FIG. 4 shows a schematic configuration of an air conditioning ventilation fan using the total heat exchanger of the present invention, and in the figure, numeral 31 is the total heat exchanger with an air blowing function of the present invention. As is clear from the figure, in the air conditioning ventilation fan using the total heat exchanger 31 with air blowing function of the present invention, the conventional air supply fan 22, exhaust fan 23, and total heat exchanger 24 are functionally and structurally integrated. As a result, the device is small, simple, and inexpensive.

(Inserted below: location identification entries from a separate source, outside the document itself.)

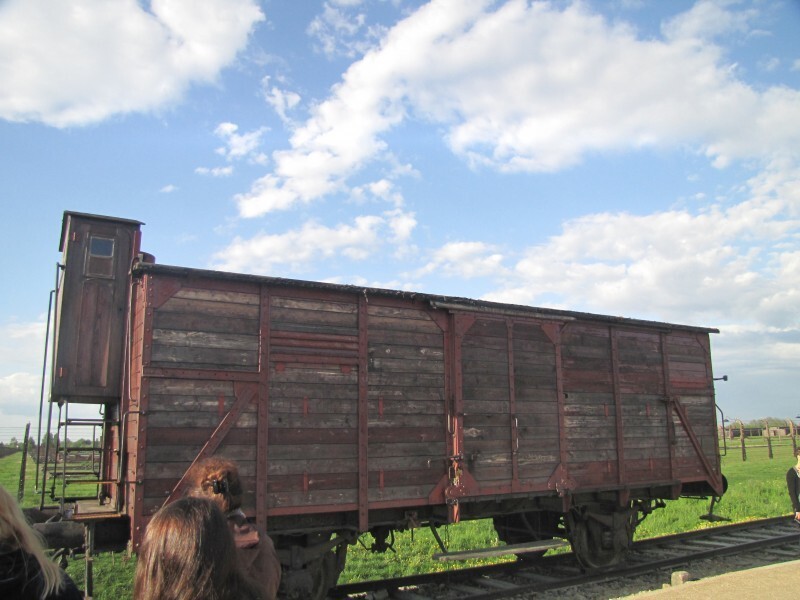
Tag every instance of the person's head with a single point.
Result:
(217, 479)
(188, 553)
(17, 534)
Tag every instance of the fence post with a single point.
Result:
(769, 439)
(741, 437)
(22, 468)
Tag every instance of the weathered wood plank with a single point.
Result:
(201, 339)
(298, 436)
(210, 308)
(322, 319)
(189, 293)
(202, 322)
(380, 323)
(181, 419)
(405, 365)
(197, 435)
(315, 465)
(189, 357)
(312, 305)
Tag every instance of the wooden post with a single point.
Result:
(23, 465)
(769, 438)
(741, 438)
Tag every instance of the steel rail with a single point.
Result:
(561, 570)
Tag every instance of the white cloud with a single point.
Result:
(240, 145)
(708, 19)
(19, 393)
(296, 249)
(339, 31)
(531, 87)
(215, 171)
(735, 265)
(282, 101)
(79, 62)
(465, 260)
(21, 345)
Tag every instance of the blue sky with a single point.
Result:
(629, 157)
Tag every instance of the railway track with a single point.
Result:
(776, 536)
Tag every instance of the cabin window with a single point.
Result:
(100, 257)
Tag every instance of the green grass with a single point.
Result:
(757, 489)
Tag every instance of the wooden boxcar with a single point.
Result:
(352, 410)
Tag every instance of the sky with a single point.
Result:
(635, 158)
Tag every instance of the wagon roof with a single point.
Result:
(443, 302)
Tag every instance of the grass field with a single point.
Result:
(757, 489)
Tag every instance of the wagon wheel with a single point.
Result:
(317, 576)
(600, 540)
(527, 527)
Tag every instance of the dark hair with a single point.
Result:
(217, 479)
(188, 553)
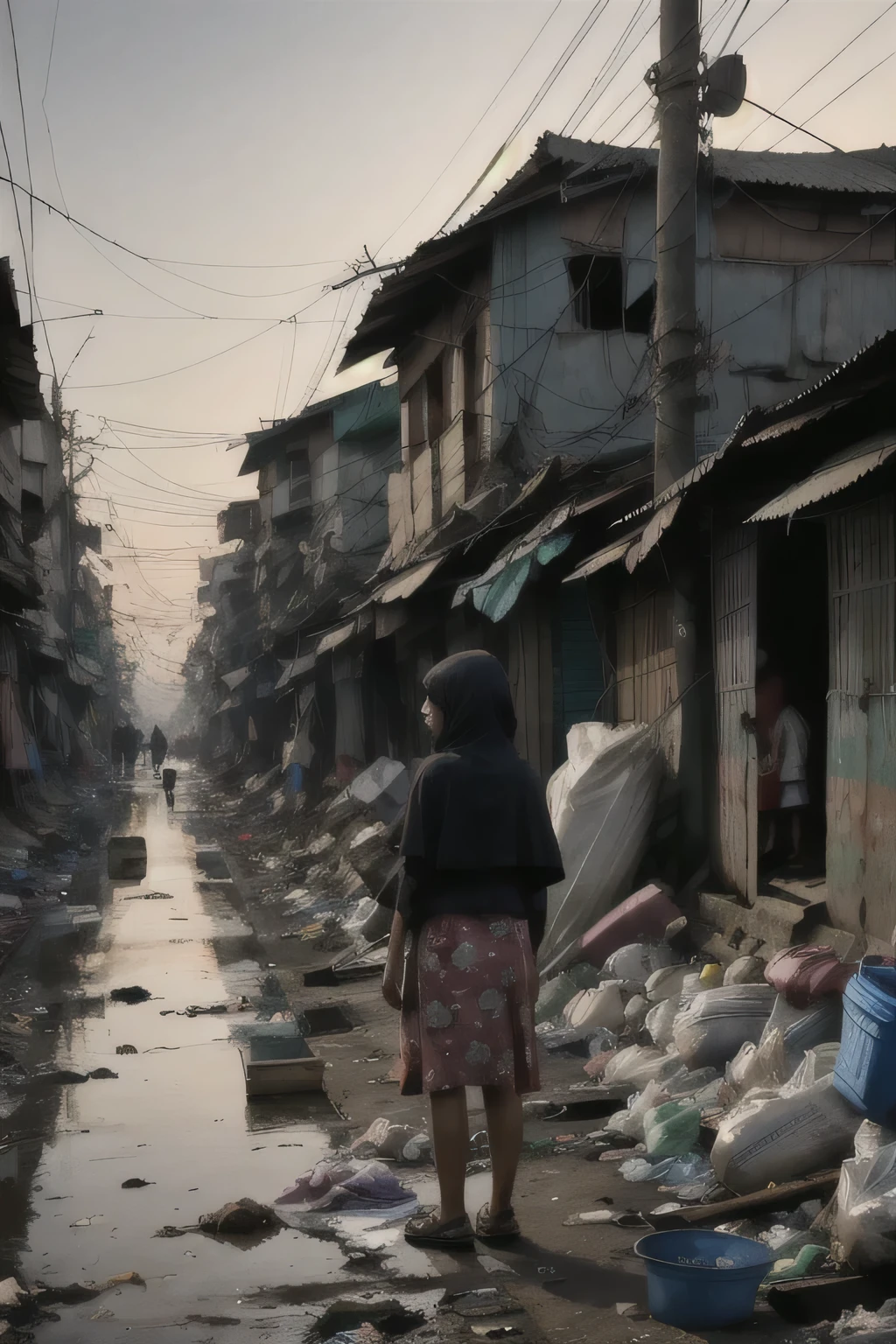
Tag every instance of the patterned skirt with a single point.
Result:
(468, 1005)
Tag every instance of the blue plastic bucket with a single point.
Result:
(864, 1071)
(700, 1280)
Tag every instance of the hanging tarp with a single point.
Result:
(496, 592)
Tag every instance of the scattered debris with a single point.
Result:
(241, 1219)
(130, 995)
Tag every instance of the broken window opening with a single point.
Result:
(598, 296)
(300, 481)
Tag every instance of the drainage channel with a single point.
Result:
(172, 1136)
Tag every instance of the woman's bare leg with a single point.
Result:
(504, 1123)
(451, 1148)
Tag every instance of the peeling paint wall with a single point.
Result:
(774, 324)
(861, 721)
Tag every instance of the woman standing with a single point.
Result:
(479, 855)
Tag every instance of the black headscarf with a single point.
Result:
(474, 804)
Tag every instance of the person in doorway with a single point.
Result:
(158, 749)
(479, 855)
(790, 749)
(770, 702)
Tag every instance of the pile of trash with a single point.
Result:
(731, 1097)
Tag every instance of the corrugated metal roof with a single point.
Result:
(835, 474)
(407, 582)
(599, 561)
(298, 668)
(559, 159)
(234, 679)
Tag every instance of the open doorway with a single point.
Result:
(793, 675)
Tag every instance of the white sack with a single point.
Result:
(601, 802)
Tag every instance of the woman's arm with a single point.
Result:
(394, 970)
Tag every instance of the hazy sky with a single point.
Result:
(276, 138)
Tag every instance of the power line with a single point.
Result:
(763, 23)
(464, 143)
(821, 69)
(602, 84)
(825, 105)
(164, 261)
(559, 66)
(182, 368)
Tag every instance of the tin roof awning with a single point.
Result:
(407, 582)
(296, 669)
(234, 679)
(835, 474)
(496, 592)
(609, 556)
(333, 639)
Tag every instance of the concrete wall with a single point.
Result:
(774, 326)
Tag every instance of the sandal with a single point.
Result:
(424, 1228)
(496, 1228)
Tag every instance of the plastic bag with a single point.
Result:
(639, 1065)
(746, 970)
(667, 983)
(635, 1012)
(817, 1063)
(866, 1210)
(803, 1028)
(601, 802)
(672, 1130)
(632, 1121)
(871, 1138)
(718, 1023)
(639, 962)
(594, 1008)
(660, 1023)
(688, 1170)
(758, 1066)
(771, 1141)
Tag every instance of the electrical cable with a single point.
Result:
(821, 69)
(167, 261)
(830, 101)
(476, 127)
(559, 66)
(182, 368)
(734, 29)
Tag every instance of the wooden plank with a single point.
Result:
(788, 1195)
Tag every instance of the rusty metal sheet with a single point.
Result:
(407, 582)
(653, 531)
(333, 639)
(234, 679)
(836, 473)
(599, 561)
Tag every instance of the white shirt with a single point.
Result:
(792, 745)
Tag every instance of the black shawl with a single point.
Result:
(474, 804)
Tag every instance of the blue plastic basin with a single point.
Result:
(700, 1280)
(864, 1071)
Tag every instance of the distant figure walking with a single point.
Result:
(158, 749)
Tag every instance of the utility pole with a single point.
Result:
(70, 436)
(676, 84)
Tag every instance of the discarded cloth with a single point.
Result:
(339, 1186)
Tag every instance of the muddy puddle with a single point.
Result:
(176, 1118)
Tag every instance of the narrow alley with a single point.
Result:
(175, 1120)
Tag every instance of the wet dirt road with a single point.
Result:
(178, 1118)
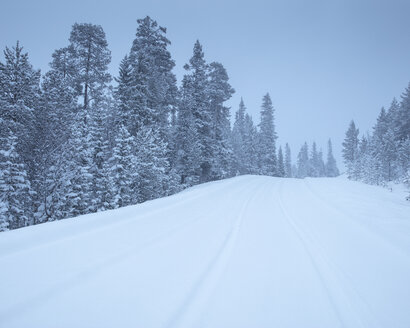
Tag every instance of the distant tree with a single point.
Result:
(281, 163)
(267, 139)
(19, 98)
(90, 57)
(331, 167)
(303, 162)
(250, 140)
(314, 162)
(350, 150)
(123, 170)
(288, 162)
(219, 92)
(238, 143)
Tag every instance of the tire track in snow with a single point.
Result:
(358, 222)
(287, 218)
(92, 269)
(188, 313)
(99, 226)
(336, 292)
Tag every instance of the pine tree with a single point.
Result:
(314, 162)
(153, 84)
(281, 163)
(123, 170)
(250, 139)
(288, 162)
(19, 97)
(219, 91)
(267, 139)
(91, 59)
(303, 162)
(152, 165)
(198, 102)
(14, 187)
(331, 167)
(186, 139)
(350, 150)
(238, 135)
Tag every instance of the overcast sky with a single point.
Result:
(323, 62)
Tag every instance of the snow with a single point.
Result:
(250, 251)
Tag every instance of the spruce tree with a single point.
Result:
(281, 163)
(238, 143)
(350, 150)
(267, 139)
(91, 59)
(303, 162)
(331, 167)
(288, 162)
(219, 91)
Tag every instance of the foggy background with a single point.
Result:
(323, 62)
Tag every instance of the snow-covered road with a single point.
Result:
(245, 252)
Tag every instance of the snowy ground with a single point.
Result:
(245, 252)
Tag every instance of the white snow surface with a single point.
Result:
(249, 252)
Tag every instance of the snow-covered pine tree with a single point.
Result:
(238, 144)
(321, 164)
(314, 162)
(267, 139)
(331, 169)
(54, 119)
(288, 162)
(303, 162)
(91, 59)
(15, 200)
(124, 174)
(153, 85)
(250, 140)
(219, 91)
(99, 143)
(384, 147)
(152, 165)
(350, 150)
(198, 101)
(281, 163)
(186, 137)
(19, 96)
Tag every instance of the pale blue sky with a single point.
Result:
(323, 62)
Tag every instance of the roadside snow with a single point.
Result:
(245, 252)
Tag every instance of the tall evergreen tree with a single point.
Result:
(267, 139)
(303, 162)
(331, 167)
(91, 59)
(153, 85)
(250, 144)
(238, 135)
(220, 91)
(123, 170)
(19, 97)
(196, 98)
(281, 163)
(350, 149)
(288, 162)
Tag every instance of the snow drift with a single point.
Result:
(250, 251)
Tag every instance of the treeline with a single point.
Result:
(384, 154)
(71, 143)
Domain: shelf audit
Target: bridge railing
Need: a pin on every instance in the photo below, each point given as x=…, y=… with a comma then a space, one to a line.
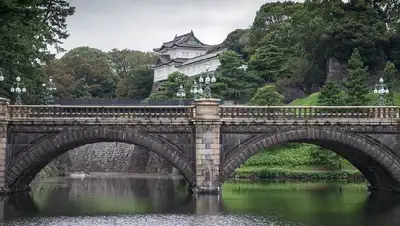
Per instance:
x=64, y=111
x=309, y=112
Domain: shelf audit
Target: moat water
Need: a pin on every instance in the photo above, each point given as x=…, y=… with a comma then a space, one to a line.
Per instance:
x=121, y=200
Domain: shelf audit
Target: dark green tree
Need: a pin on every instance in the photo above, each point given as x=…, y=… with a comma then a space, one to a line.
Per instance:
x=27, y=30
x=81, y=89
x=136, y=86
x=169, y=88
x=267, y=96
x=233, y=81
x=356, y=85
x=331, y=95
x=389, y=74
x=267, y=62
x=94, y=65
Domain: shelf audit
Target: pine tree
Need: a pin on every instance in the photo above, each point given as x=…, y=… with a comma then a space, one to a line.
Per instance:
x=267, y=96
x=356, y=83
x=389, y=74
x=330, y=95
x=268, y=61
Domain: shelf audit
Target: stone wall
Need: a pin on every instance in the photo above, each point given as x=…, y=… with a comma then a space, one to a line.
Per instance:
x=107, y=157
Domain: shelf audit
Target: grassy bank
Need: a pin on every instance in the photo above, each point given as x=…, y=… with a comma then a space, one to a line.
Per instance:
x=295, y=162
x=301, y=161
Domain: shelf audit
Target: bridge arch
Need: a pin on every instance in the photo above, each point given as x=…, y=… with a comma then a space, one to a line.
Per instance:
x=33, y=159
x=376, y=162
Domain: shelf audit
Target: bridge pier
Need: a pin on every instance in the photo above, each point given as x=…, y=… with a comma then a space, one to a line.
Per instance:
x=207, y=147
x=3, y=143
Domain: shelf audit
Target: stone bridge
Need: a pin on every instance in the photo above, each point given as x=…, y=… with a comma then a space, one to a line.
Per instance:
x=213, y=140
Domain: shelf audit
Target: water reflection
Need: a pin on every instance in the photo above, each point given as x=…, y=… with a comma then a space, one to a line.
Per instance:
x=123, y=201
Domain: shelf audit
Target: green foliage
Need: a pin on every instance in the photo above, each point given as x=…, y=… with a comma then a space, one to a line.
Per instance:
x=311, y=100
x=267, y=62
x=268, y=18
x=389, y=74
x=287, y=173
x=357, y=88
x=126, y=61
x=94, y=66
x=169, y=88
x=137, y=85
x=326, y=157
x=233, y=82
x=267, y=96
x=331, y=95
x=288, y=156
x=27, y=30
x=236, y=41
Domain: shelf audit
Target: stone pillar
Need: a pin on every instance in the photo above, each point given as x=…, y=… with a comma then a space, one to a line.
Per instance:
x=3, y=142
x=207, y=122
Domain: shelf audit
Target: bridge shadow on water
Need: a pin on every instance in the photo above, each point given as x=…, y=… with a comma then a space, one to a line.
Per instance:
x=324, y=204
x=106, y=196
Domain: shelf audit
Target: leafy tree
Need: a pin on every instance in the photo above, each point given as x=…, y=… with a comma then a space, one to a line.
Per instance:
x=234, y=82
x=124, y=62
x=389, y=74
x=322, y=156
x=81, y=89
x=267, y=62
x=27, y=30
x=331, y=95
x=267, y=96
x=62, y=77
x=93, y=65
x=356, y=85
x=169, y=88
x=237, y=41
x=268, y=18
x=136, y=86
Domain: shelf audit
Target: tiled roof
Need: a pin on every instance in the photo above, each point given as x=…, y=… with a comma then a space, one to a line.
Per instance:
x=186, y=40
x=165, y=59
x=201, y=58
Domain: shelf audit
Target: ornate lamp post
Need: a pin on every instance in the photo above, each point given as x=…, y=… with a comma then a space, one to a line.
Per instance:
x=197, y=88
x=181, y=94
x=1, y=74
x=381, y=89
x=49, y=88
x=18, y=90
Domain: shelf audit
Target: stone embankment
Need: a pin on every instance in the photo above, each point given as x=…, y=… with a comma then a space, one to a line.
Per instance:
x=107, y=157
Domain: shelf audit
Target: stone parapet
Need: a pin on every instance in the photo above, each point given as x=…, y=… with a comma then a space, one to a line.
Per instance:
x=207, y=146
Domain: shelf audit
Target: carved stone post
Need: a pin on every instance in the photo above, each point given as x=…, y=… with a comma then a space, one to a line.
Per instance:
x=207, y=123
x=3, y=142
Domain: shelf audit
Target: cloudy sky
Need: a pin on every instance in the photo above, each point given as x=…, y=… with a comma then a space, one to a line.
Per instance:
x=145, y=24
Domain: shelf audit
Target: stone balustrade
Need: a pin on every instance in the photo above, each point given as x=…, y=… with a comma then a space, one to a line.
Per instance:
x=309, y=112
x=18, y=112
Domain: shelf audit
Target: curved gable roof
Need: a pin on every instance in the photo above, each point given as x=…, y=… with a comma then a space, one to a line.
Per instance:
x=185, y=40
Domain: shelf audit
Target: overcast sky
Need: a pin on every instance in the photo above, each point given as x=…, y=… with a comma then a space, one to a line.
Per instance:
x=145, y=24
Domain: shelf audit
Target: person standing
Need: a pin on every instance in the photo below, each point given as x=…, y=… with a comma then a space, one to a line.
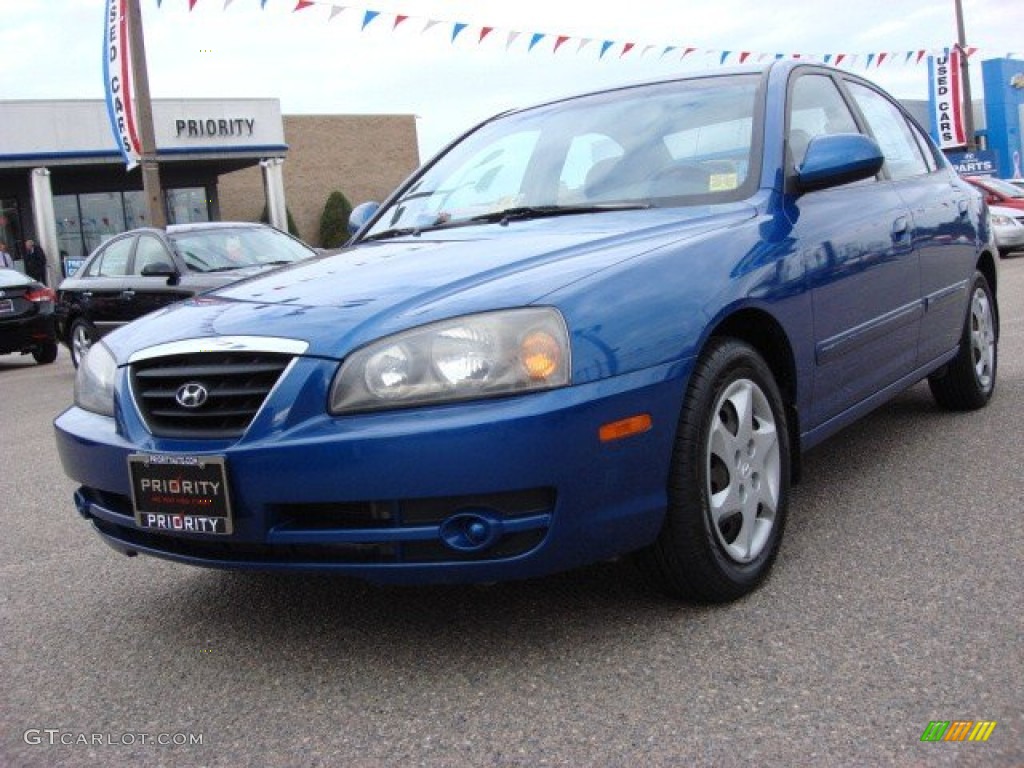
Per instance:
x=6, y=260
x=35, y=261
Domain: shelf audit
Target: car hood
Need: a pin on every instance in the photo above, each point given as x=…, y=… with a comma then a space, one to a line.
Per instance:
x=340, y=301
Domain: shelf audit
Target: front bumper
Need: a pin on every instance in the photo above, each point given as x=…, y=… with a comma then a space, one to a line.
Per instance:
x=484, y=491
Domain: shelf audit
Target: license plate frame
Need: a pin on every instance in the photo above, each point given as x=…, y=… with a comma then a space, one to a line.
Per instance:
x=181, y=494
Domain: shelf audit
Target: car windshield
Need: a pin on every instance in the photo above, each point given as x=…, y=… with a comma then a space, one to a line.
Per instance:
x=222, y=249
x=684, y=142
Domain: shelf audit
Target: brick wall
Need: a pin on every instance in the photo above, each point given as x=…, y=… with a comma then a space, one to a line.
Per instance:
x=365, y=157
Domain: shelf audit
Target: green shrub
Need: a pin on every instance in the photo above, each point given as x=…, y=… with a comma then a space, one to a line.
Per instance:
x=334, y=220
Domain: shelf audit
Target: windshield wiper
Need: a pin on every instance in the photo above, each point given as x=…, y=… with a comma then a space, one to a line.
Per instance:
x=536, y=212
x=505, y=216
x=398, y=231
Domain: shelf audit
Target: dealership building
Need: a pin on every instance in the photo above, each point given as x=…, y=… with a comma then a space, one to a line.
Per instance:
x=64, y=182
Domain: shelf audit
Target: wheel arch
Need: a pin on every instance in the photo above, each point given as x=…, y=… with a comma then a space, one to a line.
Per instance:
x=763, y=332
x=987, y=265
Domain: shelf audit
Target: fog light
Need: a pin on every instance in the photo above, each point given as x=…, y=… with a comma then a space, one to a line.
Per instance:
x=471, y=531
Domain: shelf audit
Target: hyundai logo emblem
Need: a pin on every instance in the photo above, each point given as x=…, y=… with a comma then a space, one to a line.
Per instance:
x=192, y=394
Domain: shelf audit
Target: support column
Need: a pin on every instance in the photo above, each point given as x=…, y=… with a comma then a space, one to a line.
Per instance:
x=273, y=188
x=46, y=223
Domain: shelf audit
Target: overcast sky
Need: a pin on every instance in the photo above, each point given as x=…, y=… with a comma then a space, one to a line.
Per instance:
x=322, y=59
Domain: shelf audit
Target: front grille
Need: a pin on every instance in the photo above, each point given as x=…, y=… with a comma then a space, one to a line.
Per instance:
x=236, y=385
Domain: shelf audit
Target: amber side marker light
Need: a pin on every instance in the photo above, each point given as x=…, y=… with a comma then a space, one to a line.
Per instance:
x=616, y=430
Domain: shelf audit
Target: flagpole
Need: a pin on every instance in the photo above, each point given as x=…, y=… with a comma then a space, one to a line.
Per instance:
x=140, y=78
x=965, y=79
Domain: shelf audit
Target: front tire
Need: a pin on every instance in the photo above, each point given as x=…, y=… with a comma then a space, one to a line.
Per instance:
x=81, y=337
x=45, y=353
x=968, y=382
x=729, y=486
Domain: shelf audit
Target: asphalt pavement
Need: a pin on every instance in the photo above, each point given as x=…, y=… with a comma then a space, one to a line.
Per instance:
x=895, y=602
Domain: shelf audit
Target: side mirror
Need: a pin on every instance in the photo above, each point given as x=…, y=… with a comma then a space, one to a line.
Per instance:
x=838, y=159
x=360, y=215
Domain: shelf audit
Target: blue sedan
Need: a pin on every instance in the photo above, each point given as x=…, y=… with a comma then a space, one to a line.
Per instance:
x=607, y=325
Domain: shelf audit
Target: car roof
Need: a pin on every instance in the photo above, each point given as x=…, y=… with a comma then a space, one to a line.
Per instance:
x=201, y=225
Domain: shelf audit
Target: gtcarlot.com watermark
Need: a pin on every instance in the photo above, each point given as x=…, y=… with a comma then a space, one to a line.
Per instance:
x=59, y=737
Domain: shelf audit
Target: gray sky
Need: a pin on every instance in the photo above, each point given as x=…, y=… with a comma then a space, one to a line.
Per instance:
x=317, y=64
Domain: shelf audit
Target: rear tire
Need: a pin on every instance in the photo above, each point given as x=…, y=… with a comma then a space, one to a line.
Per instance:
x=45, y=353
x=80, y=338
x=968, y=382
x=729, y=482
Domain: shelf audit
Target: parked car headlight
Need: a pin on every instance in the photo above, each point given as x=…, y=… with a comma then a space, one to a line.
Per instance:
x=479, y=355
x=94, y=380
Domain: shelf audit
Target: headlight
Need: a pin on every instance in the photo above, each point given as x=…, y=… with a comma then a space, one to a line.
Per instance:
x=478, y=355
x=94, y=381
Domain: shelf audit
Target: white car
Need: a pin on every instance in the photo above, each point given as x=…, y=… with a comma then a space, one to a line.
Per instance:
x=1008, y=225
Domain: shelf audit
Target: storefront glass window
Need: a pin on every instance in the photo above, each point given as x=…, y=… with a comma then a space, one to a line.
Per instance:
x=10, y=227
x=84, y=221
x=135, y=210
x=102, y=217
x=69, y=225
x=187, y=205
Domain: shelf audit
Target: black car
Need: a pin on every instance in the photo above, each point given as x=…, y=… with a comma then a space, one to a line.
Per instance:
x=144, y=269
x=27, y=317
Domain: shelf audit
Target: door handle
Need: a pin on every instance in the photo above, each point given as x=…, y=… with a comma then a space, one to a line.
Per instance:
x=900, y=227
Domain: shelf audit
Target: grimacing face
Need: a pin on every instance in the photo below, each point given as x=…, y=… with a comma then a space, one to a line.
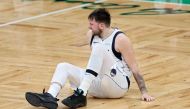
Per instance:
x=94, y=26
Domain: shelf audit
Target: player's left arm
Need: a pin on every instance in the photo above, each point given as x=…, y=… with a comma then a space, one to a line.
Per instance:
x=124, y=46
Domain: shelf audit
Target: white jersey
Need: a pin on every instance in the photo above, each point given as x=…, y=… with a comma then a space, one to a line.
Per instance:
x=109, y=44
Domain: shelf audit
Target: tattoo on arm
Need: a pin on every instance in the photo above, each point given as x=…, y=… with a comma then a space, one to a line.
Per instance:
x=140, y=81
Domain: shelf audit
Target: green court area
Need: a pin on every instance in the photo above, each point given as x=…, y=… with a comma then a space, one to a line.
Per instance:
x=172, y=1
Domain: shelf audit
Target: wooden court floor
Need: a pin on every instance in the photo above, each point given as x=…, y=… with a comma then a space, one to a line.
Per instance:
x=36, y=35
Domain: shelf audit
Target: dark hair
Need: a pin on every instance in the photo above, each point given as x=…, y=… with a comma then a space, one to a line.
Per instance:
x=101, y=15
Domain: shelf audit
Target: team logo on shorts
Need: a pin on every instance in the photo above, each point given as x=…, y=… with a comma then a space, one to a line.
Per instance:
x=113, y=72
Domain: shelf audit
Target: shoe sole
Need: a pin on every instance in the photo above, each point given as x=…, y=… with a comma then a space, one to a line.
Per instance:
x=73, y=107
x=37, y=101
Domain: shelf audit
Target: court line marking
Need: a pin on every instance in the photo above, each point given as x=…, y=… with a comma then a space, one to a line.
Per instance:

Effects of the Invention As described above, the total heat exchanger of the present invention performs the functions of both an air blower and a total heat exchanger by itself, so if this is used, the device can be made smaller, simpler, and less expensive. Furthermore, unlike conventional total heat exchangers, the passage resistance is not large, so a total heat exchange device with less noise can be achieved.

[Brief explanation of drawings]

FIG. 1a is a partially cutaway perspective view of an embodiment of a total heat exchanger with a blower function of the present invention, FIG. 1b is a schematic configuration diagram of the same, and FIG. 2 is a perspective view of an impeller of an embodiment of the present invention. Figures 3a and 3b are perspective views of other embodiments of the impeller, and Figure 4 is a schematic configuration diagram of an embodiment of an air conditioning ventilation fan using the total heat exchanger with ventilation function of the present invention.
FIG. 5 is a schematic diagram of a conventional air conditioning ventilation fan using a total heat exchanger. 1... Blade (feather), 4... Impeller, 1
3,14...groove.

Claims (1)

[Claims] 1 A plurality of ridges and grooves extending radially outward from the center of rotation are arranged alternately in the circumferential direction, and on both sides, the ridges and grooves are on one side, and the grooves are on the other side. The component is a disc-shaped impeller consisting of a moisture-permeable wave-shaped partition plate shaped like a mountain.As this impeller rotates around its rotation axis, the upper grooves on both sides of the impeller A total heat exchanger that generates two different air streams and performs total heat exchange between the two air streams through a partition plate of the impeller.